À l'opposé de la banquette arrière, je vois la jambe d'Aydan tressauter furieusement. Moi aussi je suis inquiète, mais au fond de moi, je ne peux m'empêcher d'espérer. Aimée guérira, j'en suis certaine. Notre projet de départ avec Aydan reprend alors du sens instantanément : tous mes chagrins à propos de sa trahison ne sont plus qu'un lointain souvenir, aussi je m'imagine déjà découvrir l'Europe à ses côtés. D'ailleurs un coup d'oeil vers lui m'apprend qu'il discute avec la nièce de Monique, un air de curiosité sur son visage contusionné.
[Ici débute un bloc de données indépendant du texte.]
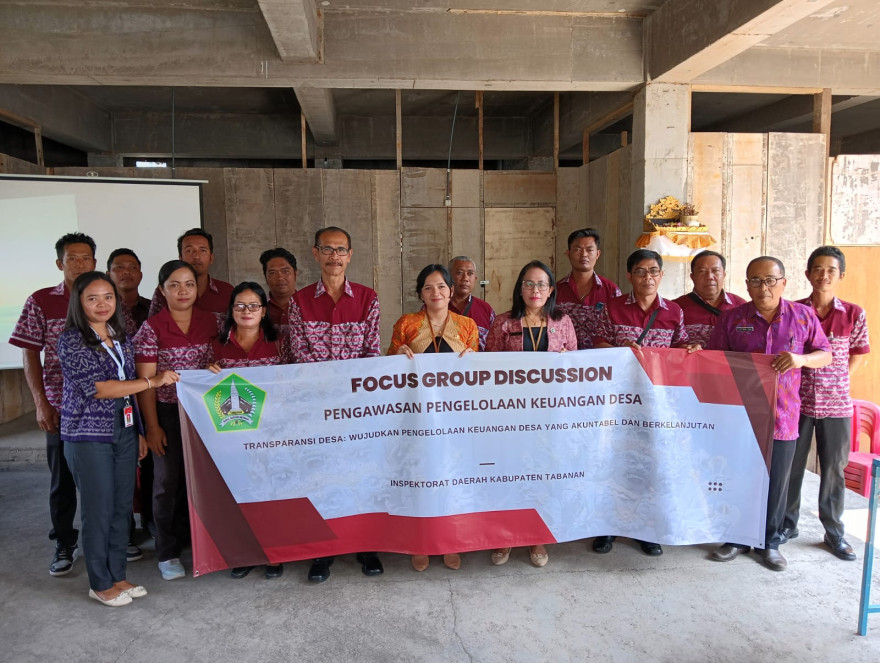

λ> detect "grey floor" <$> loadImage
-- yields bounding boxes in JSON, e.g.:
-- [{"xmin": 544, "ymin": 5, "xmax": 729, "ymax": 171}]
[{"xmin": 0, "ymin": 421, "xmax": 880, "ymax": 663}]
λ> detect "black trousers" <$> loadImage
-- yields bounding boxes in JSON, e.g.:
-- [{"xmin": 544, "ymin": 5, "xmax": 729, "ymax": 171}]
[
  {"xmin": 46, "ymin": 433, "xmax": 79, "ymax": 546},
  {"xmin": 153, "ymin": 403, "xmax": 189, "ymax": 562},
  {"xmin": 783, "ymin": 415, "xmax": 852, "ymax": 541}
]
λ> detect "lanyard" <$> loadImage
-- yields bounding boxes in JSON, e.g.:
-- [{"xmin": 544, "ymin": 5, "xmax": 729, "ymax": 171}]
[{"xmin": 92, "ymin": 329, "xmax": 127, "ymax": 382}]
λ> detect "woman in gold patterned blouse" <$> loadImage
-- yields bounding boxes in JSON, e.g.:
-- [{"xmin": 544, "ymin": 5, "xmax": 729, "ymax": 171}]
[{"xmin": 386, "ymin": 265, "xmax": 480, "ymax": 571}]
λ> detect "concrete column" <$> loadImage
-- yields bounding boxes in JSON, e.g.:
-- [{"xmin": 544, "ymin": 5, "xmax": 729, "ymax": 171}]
[{"xmin": 620, "ymin": 83, "xmax": 691, "ymax": 298}]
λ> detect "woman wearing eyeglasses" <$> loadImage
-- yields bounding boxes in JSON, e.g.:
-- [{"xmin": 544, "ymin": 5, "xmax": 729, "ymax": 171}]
[
  {"xmin": 134, "ymin": 260, "xmax": 218, "ymax": 580},
  {"xmin": 386, "ymin": 265, "xmax": 480, "ymax": 571},
  {"xmin": 486, "ymin": 260, "xmax": 577, "ymax": 566},
  {"xmin": 208, "ymin": 281, "xmax": 289, "ymax": 578}
]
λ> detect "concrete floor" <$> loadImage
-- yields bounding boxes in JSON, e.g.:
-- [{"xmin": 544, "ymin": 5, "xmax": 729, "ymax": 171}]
[{"xmin": 0, "ymin": 422, "xmax": 880, "ymax": 663}]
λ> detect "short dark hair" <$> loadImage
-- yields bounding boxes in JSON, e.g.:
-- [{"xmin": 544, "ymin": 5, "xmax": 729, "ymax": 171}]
[
  {"xmin": 159, "ymin": 260, "xmax": 199, "ymax": 288},
  {"xmin": 626, "ymin": 249, "xmax": 663, "ymax": 274},
  {"xmin": 260, "ymin": 246, "xmax": 296, "ymax": 278},
  {"xmin": 416, "ymin": 264, "xmax": 453, "ymax": 297},
  {"xmin": 219, "ymin": 281, "xmax": 278, "ymax": 343},
  {"xmin": 568, "ymin": 228, "xmax": 602, "ymax": 249},
  {"xmin": 107, "ymin": 249, "xmax": 141, "ymax": 272},
  {"xmin": 64, "ymin": 274, "xmax": 126, "ymax": 348},
  {"xmin": 177, "ymin": 228, "xmax": 214, "ymax": 257},
  {"xmin": 510, "ymin": 260, "xmax": 564, "ymax": 320},
  {"xmin": 746, "ymin": 256, "xmax": 785, "ymax": 276},
  {"xmin": 315, "ymin": 226, "xmax": 351, "ymax": 249},
  {"xmin": 691, "ymin": 251, "xmax": 727, "ymax": 274},
  {"xmin": 55, "ymin": 232, "xmax": 97, "ymax": 260},
  {"xmin": 807, "ymin": 245, "xmax": 846, "ymax": 274}
]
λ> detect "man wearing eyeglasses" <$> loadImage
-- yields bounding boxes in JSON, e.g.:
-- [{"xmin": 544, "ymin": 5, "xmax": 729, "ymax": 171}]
[
  {"xmin": 706, "ymin": 256, "xmax": 831, "ymax": 571},
  {"xmin": 782, "ymin": 246, "xmax": 870, "ymax": 561},
  {"xmin": 673, "ymin": 251, "xmax": 746, "ymax": 347},
  {"xmin": 556, "ymin": 228, "xmax": 621, "ymax": 350},
  {"xmin": 150, "ymin": 228, "xmax": 232, "ymax": 322},
  {"xmin": 593, "ymin": 249, "xmax": 701, "ymax": 556},
  {"xmin": 288, "ymin": 226, "xmax": 384, "ymax": 582}
]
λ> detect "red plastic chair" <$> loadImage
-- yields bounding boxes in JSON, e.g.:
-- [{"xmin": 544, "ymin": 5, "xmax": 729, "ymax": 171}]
[{"xmin": 843, "ymin": 399, "xmax": 880, "ymax": 497}]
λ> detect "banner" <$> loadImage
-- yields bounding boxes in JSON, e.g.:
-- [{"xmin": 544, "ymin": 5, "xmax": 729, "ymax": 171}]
[{"xmin": 177, "ymin": 348, "xmax": 776, "ymax": 575}]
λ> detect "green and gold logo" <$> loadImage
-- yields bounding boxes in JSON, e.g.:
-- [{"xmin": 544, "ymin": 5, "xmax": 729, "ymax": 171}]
[{"xmin": 203, "ymin": 373, "xmax": 266, "ymax": 433}]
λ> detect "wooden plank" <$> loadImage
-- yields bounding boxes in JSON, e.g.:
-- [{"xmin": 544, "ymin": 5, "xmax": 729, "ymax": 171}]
[
  {"xmin": 838, "ymin": 246, "xmax": 880, "ymax": 403},
  {"xmin": 449, "ymin": 170, "xmax": 482, "ymax": 207},
  {"xmin": 321, "ymin": 169, "xmax": 373, "ymax": 288},
  {"xmin": 483, "ymin": 171, "xmax": 556, "ymax": 207},
  {"xmin": 485, "ymin": 208, "xmax": 556, "ymax": 313},
  {"xmin": 554, "ymin": 166, "xmax": 589, "ymax": 278},
  {"xmin": 687, "ymin": 133, "xmax": 730, "ymax": 289},
  {"xmin": 400, "ymin": 207, "xmax": 449, "ymax": 313},
  {"xmin": 400, "ymin": 168, "xmax": 446, "ymax": 207},
  {"xmin": 830, "ymin": 154, "xmax": 880, "ymax": 244},
  {"xmin": 765, "ymin": 133, "xmax": 825, "ymax": 299},
  {"xmin": 723, "ymin": 134, "xmax": 767, "ymax": 296},
  {"xmin": 223, "ymin": 168, "xmax": 276, "ymax": 285},
  {"xmin": 372, "ymin": 170, "xmax": 403, "ymax": 352},
  {"xmin": 275, "ymin": 168, "xmax": 324, "ymax": 288},
  {"xmin": 394, "ymin": 89, "xmax": 403, "ymax": 170}
]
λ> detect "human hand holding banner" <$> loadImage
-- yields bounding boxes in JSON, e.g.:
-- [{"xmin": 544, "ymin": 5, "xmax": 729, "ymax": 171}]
[{"xmin": 178, "ymin": 348, "xmax": 776, "ymax": 574}]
Il semblerait qu'il n'ait pas ma capacité à cicatriser à une vitesse surnaturelle, je me demande bien pourquoi. Soudain je me rappelle que Monique m'a parlé de la puissance mystique des années à double chiffre, mon don doit surement venir de là...
— Vous êtes la nièce de Monique Delasseau ?! s'étonne Aydan, incrédule, ses yeux faisant sans cesse l'aller-retour entre la sorcière et sa filleule.
— Oui, acquiesce Marie-Anne d'un air fier mais réservé, évitant soigneusement de laisser ses yeux tomber nez à nez avec le torse nu de son voisin. Je veillais sur Elie tout ce temps...
À ces mots, elle se tourne vers moi en m'adressant un regard bienveillant que je lui renvoie. Derrière elle, le jeune homme m'observe aussi, un sourire tendre étirant ses lèvres pourtant entaillées. J'accroche mes prunelles aux siennes et c'est un milliers de mots que nous nous échangeons en silence. J'aimerais le serrer dans mes bras pour être certaine qu'il est bien là, en vie, et qu'il ne me quittera plus jamais. Mais lorsque nous franchissons la grille des Bloomingdale dans un cahot, j'entend Aimée siffler difficilement, le sang s'écoulant d'entre ses lèvres en une trainée vermeille qui tache ma robe.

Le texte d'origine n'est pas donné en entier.